Addteq Sponsors HackNJIT 2016

Saturday, November 5th – Sunday, November 6th 2016-  Addteq sponsored the 3rd annual HackNJIT this past weekend. Similar as in the past years, we have sponsored this hackathon to reach out to the next generation of technology geniuses. We contribute a project idea for the students along with different technologies, API’s, methodologies and of course, mentorship. 

Instead of giving out the HipChat API, like we have in the past, we decided to use the recently released Amazon Echo Dot as the tool and the Alexa Skills Kit as the technology. Because of our recent Echo integrations with JIRA and Confluence, as well as developing a small rock-paper-scissors game for the Atlassian Summit, we thought Echo’s accurate speech-to-text detection would motivate the students to innovate more with their projects. Also, developing an Alexa Skill at a hackathon has a higher learning curve than a regular web API, so we thought it was a good opportunity to make it a little more challenging for the students too.

Project Ideas

We provided multiple Amazon Echo Dot devices for the entire event. To help them get started we gave a quick-start workshop on development with Alexa Skills Kit in NodeJS, as well as an example code and full instructions on how to setup the development environment, testing locally and deploying to AWS. Even more, we had mentors available during the entire hackathon to be of assistance for any issue or question on the Alexa Skills Kit that could come up – in fact, our mentors where helping everyone, regardless of whether they were using Alexa or not. 

Students showed a great amount of interest on integrating Alexa with their projects, and had various ideas on how to use it.

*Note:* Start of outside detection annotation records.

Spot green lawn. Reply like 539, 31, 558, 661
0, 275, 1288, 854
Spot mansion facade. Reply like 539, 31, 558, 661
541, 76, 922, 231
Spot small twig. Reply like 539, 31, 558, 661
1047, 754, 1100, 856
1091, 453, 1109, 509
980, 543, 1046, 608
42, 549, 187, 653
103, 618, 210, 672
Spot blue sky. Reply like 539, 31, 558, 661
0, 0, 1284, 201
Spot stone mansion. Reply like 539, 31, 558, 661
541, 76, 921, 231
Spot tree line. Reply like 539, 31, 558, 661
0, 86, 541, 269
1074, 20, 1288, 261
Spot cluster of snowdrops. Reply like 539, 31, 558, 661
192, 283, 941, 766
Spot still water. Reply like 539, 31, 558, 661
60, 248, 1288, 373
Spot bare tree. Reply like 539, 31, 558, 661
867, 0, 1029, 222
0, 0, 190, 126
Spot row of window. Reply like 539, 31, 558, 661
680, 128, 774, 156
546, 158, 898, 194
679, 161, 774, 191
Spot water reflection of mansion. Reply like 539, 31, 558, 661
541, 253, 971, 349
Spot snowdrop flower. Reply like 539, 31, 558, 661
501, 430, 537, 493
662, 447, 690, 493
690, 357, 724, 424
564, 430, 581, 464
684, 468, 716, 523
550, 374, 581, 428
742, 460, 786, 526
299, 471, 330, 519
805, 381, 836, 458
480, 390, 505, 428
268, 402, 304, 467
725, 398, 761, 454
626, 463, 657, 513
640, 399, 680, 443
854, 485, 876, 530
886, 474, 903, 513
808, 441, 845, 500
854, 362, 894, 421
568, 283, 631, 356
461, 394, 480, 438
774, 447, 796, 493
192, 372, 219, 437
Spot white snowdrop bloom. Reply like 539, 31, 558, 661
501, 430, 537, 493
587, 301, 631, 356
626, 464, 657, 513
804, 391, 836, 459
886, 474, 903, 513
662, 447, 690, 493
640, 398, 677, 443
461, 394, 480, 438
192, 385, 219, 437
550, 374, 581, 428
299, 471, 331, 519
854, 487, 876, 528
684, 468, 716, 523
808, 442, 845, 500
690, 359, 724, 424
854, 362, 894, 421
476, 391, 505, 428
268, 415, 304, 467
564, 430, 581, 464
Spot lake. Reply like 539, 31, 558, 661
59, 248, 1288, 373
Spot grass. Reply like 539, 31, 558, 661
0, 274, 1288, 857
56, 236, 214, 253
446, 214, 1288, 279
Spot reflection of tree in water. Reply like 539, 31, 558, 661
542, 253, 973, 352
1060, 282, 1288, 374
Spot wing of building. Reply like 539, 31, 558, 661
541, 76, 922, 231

These were going from including it with Unity games, webapps, mobile apps, chatbots, and backend apps specifically designed for Alexa. During the final demo of projects, among the different ideas that were presented was a guessing game which used Alexa for its input, a Chef Alexa app that helps you find recipes on what to cook based on the ingredients you already have, a health app which searched its database to help you find and view the description of different medical conditions, including their medicines needed and pharmacies that have it, our prize winner – which is mentioned below – and so many more.

The Challenges

This also involved multiple other challenges and issues adapting the ideas so that Alexa fit well into their projects. For instance, a team making a chat translation app originally wanted to give the messages to Alexa in different languages and then have their app translate them to English, but Alexa Voice service only supports English and German, so they had to invert their idea by taking messages in English and translating them into other languages. Another team was trying to complete content-arbitrary message detection – meaning that Alexa could receive any type of input and process it with their app, to get the intent behind the message. However, this also required a complex set of training data for Alexa to build its interaction model. Other teams were more proficient in python, C# or other languages than NodeJS, our examples did not fit directly on their skill set, so they had to use adapt the use of Alexa in these languages or connect them with the NodeJS version. 

As usual, many teams were not able to complete their projects or have them ready for demo. For many of the students, this was their first hackathon and they had their hands full with just figuring out their idea without even including Alexa in it. Unlike other big hackathons who have a group of volunteers or dedicated mentors helping the participants, this one was still relatively small and didn’t have it, so our mentors were the ones who filled on this role for any of the teams who were stuck in any project – regardless of using Alexa or not. It was great to help the students with the problems they were having and it was a great opportunity to see the student’s potential!

Our Winners this Year

This year’s winners were a team called FluxLight. They used the Amazon Echo Dot that we supplied and the popular, FluxSmart light bulb, to control the colors/temperature of the light bulb! It included accurate commands for the light control using the Flux bulb API passed through Alexa, and it was a complete app using our supplied tools, which made it earn our prize. Congratulations FluxLight!